Without materials there is no engineering. This maxim highlights the importance of materials to the field of engineering. The department of Metallurgical Engineering was established in 1959, the same year IIT Madras was established. The name was changed from Metallurgical Engineering to Metallurgical and Materials Engineering, in 2003, to reflect the growing diversity of areas in which the faculty members of the department work in.
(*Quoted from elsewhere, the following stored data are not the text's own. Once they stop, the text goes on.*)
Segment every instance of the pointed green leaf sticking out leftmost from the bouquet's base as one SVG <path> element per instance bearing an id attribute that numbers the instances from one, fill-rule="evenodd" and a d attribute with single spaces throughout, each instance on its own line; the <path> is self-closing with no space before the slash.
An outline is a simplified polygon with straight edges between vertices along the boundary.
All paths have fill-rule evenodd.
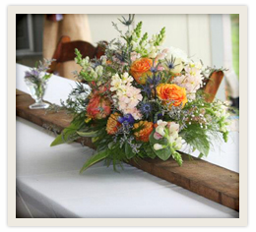
<path id="1" fill-rule="evenodd" d="M 62 145 L 65 143 L 70 143 L 78 139 L 77 130 L 79 126 L 77 124 L 71 123 L 71 125 L 65 128 L 59 136 L 51 143 L 50 146 Z"/>

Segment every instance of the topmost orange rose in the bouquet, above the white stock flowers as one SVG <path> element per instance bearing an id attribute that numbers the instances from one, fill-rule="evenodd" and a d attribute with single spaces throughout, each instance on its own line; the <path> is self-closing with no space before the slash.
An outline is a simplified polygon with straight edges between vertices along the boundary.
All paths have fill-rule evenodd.
<path id="1" fill-rule="evenodd" d="M 130 74 L 134 77 L 137 83 L 145 85 L 148 75 L 151 75 L 151 67 L 153 61 L 149 58 L 141 58 L 134 61 L 131 65 Z"/>

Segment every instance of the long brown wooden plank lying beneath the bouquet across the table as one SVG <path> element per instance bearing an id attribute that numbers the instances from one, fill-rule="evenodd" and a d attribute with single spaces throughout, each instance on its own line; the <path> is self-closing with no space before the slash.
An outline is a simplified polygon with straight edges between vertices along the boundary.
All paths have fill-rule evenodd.
<path id="1" fill-rule="evenodd" d="M 62 131 L 70 124 L 71 117 L 65 112 L 47 113 L 45 110 L 31 110 L 32 97 L 20 90 L 16 91 L 16 114 L 39 126 L 47 125 L 55 131 Z M 81 141 L 80 141 L 81 142 Z M 87 139 L 84 145 L 94 148 Z M 179 167 L 172 159 L 131 160 L 129 164 L 148 173 L 160 177 L 168 182 L 183 187 L 216 203 L 224 204 L 239 211 L 239 174 L 207 161 L 193 158 L 182 153 L 183 165 Z"/>

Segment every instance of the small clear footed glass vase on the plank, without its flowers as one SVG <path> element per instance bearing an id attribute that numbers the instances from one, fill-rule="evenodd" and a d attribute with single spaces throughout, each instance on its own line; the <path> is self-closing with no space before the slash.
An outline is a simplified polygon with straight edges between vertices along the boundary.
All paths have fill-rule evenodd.
<path id="1" fill-rule="evenodd" d="M 49 107 L 49 104 L 43 102 L 42 97 L 44 95 L 45 88 L 47 86 L 47 81 L 40 81 L 33 83 L 30 80 L 26 80 L 26 85 L 31 92 L 32 98 L 35 100 L 35 103 L 30 105 L 30 109 L 46 109 Z"/>

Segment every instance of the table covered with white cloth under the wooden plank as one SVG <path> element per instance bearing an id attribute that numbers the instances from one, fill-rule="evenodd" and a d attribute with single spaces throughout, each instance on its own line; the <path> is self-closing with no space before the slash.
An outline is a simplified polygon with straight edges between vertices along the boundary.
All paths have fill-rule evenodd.
<path id="1" fill-rule="evenodd" d="M 17 88 L 23 82 L 25 66 L 17 65 Z M 73 81 L 53 76 L 45 99 L 59 103 L 74 86 Z M 237 133 L 236 133 L 237 134 Z M 222 150 L 211 152 L 209 160 L 238 171 L 235 133 Z M 22 217 L 163 217 L 224 218 L 239 213 L 181 187 L 124 164 L 124 170 L 97 163 L 82 175 L 79 170 L 94 152 L 79 144 L 50 147 L 54 135 L 17 117 L 17 214 Z M 214 154 L 216 156 L 214 156 Z M 233 155 L 232 164 L 230 158 Z M 220 161 L 221 159 L 221 161 Z M 219 163 L 220 164 L 220 163 Z M 229 166 L 228 166 L 228 165 Z"/>

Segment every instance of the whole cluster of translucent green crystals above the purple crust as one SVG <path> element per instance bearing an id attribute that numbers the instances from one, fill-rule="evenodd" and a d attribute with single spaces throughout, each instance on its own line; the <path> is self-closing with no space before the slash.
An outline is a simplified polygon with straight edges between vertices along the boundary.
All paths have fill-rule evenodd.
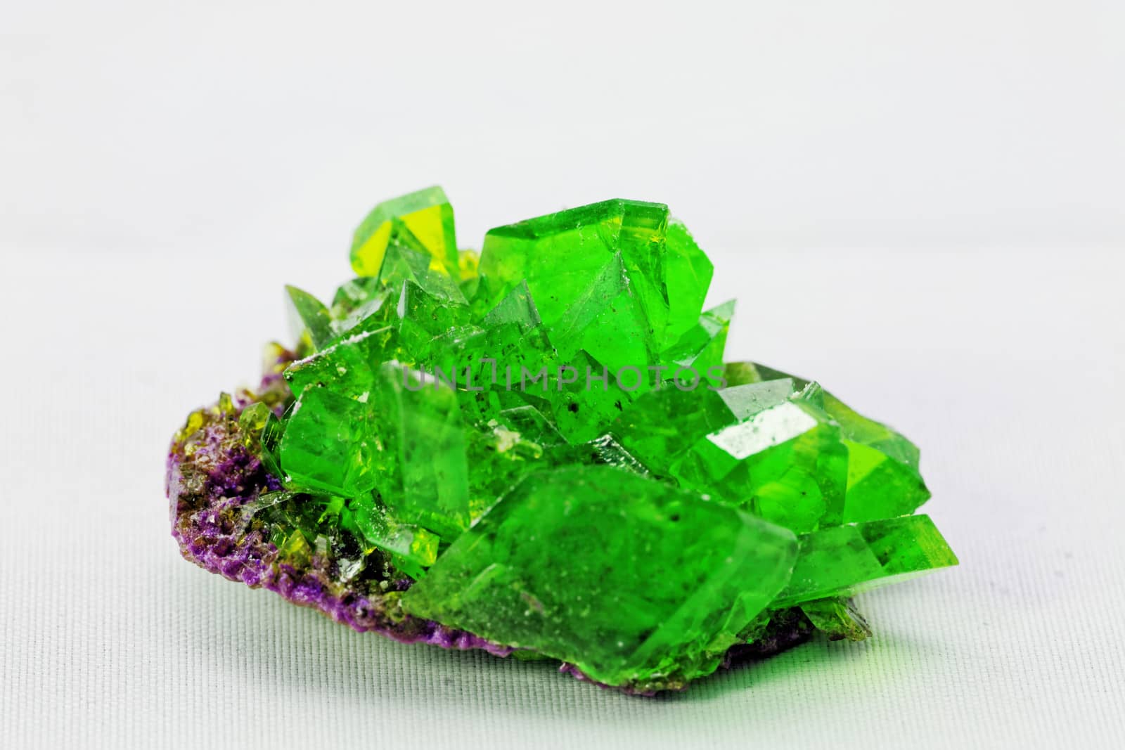
<path id="1" fill-rule="evenodd" d="M 497 227 L 477 256 L 431 188 L 377 206 L 351 264 L 327 304 L 288 289 L 295 400 L 242 427 L 287 498 L 410 581 L 407 614 L 651 689 L 785 608 L 862 638 L 848 597 L 956 563 L 911 515 L 914 444 L 724 363 L 734 305 L 704 309 L 711 262 L 666 206 Z"/>

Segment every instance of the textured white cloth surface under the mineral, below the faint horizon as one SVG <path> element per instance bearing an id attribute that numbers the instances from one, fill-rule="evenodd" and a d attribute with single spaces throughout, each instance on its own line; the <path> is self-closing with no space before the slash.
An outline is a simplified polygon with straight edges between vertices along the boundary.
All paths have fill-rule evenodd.
<path id="1" fill-rule="evenodd" d="M 871 641 L 631 698 L 208 575 L 169 536 L 169 435 L 253 380 L 281 281 L 323 293 L 342 253 L 256 277 L 249 256 L 21 254 L 0 281 L 19 344 L 0 747 L 1119 747 L 1120 255 L 712 256 L 712 299 L 742 300 L 731 356 L 816 377 L 922 448 L 962 566 L 862 595 Z"/>

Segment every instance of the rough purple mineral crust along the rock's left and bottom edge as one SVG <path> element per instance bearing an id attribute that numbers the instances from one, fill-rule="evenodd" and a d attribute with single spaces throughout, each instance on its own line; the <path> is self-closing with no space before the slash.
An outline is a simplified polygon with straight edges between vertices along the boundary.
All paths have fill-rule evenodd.
<path id="1" fill-rule="evenodd" d="M 270 540 L 269 528 L 252 517 L 263 493 L 281 489 L 261 459 L 248 449 L 237 426 L 237 412 L 262 400 L 280 414 L 291 400 L 278 374 L 294 354 L 274 350 L 276 362 L 256 392 L 242 391 L 224 414 L 222 407 L 200 409 L 169 449 L 165 491 L 170 503 L 172 536 L 181 554 L 205 570 L 251 588 L 267 588 L 289 602 L 312 607 L 349 627 L 372 631 L 403 643 L 430 643 L 444 649 L 483 649 L 506 657 L 515 649 L 440 623 L 412 617 L 402 611 L 398 595 L 410 579 L 342 576 L 339 561 L 318 548 L 307 560 L 287 560 Z M 799 611 L 777 613 L 767 638 L 730 649 L 723 667 L 764 658 L 804 642 L 813 629 Z M 590 680 L 576 667 L 562 663 L 560 671 Z M 600 683 L 595 683 L 601 685 Z M 602 687 L 610 687 L 601 685 Z M 683 689 L 669 681 L 657 686 L 619 686 L 626 693 L 654 695 L 657 689 Z"/>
Why is metallurgical and materials engineering important? Materials underline the basics of every engineering and science discipline. Materials development is an essential part of major industries like aerospace, automotive, biomedical, chemical, electronics, and energy. New technologies are dependent on the understanding and manipulation of materials properties. In the automotive industry, new energy efficient cars, are made possible due to the development of light weight materials like aluminum alloys, with resin bonded composite body panels, for dent and scratch resistance. Similarly, new technologies in the electronics industry, from mobiles to tablets to wearable devices, are driven by new materials, replacing silicon. Steel is still the largest consumed structural material and there is plenty of work going on to develop new steel alloys, drive again by metallurgists. Bio materials are increasingly becoming important in the medical industry, starting from new alloys for dental and bone implants to new materials for drug delivery.
What does a metallurgical and materials engineer study? Students in this field will be exposed to the full spectrum of materials, starting from their extraction, purification, and alloy formation, including measurement of their structural and functional properties. The arrangement of atoms in a material, at different length scales, determines the properties. Understanding this structure-property correlation is essential for every metallurgist. Students will be trained in a variety of characterization tools, which show the structure at the micron scale, zooming in to individual atoms. With the rapid development in computational power, students will also have access to a variety of software, to simulate the behavior of materials under different environments. This will help them develop new materials and alloy systems.
Overall, the dept. of metallurgical and materials engineering provides students with a comprehensive education in the field. Materials underline the development in every field of engineering and the curriculum will provide the necessary base to specialize in their chosen area.